LANA: The Memories, the Myths, the Movies by Cheryl Crane & Cindy De La Hoz (Running Press, 400 pages, $35). There was only one Lana Turner: Famously discovered in a soda shop, she became a sensual 1940s Hollywood box office queen, married seven times, and had an affair with mobster Johnny Stompanato that ended when Turner's daughter, protecting Mom from Johnny's violence, stabbed the hoodlum to death. Needless to say, the resulting murder trial was a sensation. Turner's daughter, by the way, was Cheryl Crane, the co-author of this book, which ranks as one of the most gorgeous, and splendidly organized, books on a Hollywood personality we've seen.

Encyclopedia of North Carolina edited by William S. Powell, Jay Mazzocchi (The University of North Carolina Press, 1,328 pages, $65). From barbecue and the Biltmore House, through Cheerwine and clogging, to mining, scuppernongs and beyond, this is the one book to buy for anyone who's dying to know everything there is to know about our state. Powell, professor emeritus at UNC-Chapel Hill, took 15 years to compile the more than 2,000 signed entries by over 600 contributors, and provides the best browsing about our area since the 1989 publication of the Encyclopedia of Southern Culture.

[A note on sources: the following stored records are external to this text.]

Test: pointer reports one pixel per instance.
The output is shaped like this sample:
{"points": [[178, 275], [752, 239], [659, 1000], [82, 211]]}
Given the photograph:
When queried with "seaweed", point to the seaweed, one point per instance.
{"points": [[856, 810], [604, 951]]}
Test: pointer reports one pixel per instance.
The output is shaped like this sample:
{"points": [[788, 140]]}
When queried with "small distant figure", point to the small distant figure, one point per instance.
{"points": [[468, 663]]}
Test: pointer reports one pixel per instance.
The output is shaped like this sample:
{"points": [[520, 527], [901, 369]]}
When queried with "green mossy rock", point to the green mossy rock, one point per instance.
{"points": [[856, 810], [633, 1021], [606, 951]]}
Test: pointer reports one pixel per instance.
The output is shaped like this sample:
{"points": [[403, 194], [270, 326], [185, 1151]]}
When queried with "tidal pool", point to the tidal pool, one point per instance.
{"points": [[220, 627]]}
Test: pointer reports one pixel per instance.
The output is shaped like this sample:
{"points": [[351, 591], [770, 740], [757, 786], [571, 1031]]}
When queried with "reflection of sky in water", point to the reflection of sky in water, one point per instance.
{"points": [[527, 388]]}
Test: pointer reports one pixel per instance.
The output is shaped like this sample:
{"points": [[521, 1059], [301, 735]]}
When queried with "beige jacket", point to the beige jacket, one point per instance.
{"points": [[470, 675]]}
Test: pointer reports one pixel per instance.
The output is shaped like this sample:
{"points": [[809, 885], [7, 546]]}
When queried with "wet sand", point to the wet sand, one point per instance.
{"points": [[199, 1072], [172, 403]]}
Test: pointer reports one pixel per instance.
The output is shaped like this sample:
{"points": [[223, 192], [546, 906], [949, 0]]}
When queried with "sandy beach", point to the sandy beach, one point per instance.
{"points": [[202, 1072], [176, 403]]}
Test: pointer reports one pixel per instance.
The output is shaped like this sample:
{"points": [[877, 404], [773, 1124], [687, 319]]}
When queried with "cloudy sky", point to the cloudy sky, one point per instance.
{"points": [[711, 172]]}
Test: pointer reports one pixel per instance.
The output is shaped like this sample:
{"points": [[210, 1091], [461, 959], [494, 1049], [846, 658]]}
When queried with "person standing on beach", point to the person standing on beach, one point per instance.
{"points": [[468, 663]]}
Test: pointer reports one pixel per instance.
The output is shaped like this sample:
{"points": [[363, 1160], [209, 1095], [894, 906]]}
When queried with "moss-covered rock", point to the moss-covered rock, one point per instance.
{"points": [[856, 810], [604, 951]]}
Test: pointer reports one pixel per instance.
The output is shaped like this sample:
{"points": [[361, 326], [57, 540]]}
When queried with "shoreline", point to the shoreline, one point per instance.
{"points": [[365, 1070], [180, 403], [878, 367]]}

Making Notes: Music of the Carolinas edited by Ann Wicker (Novello Festival Press, 260 pages, $22.95). Not a coffee table book per se, but still a gorgeous, well-presented book that any music fiend would love to get. Edited by Ann Wicker, a former Creative Loafing Associate Editor, Making Notes includes articles, stories, essays, and memoirs about music and musicians who've come from -- or simply influenced people in -- the Carolinas. (Full disclosure: An essay by yours truly appears in this book.)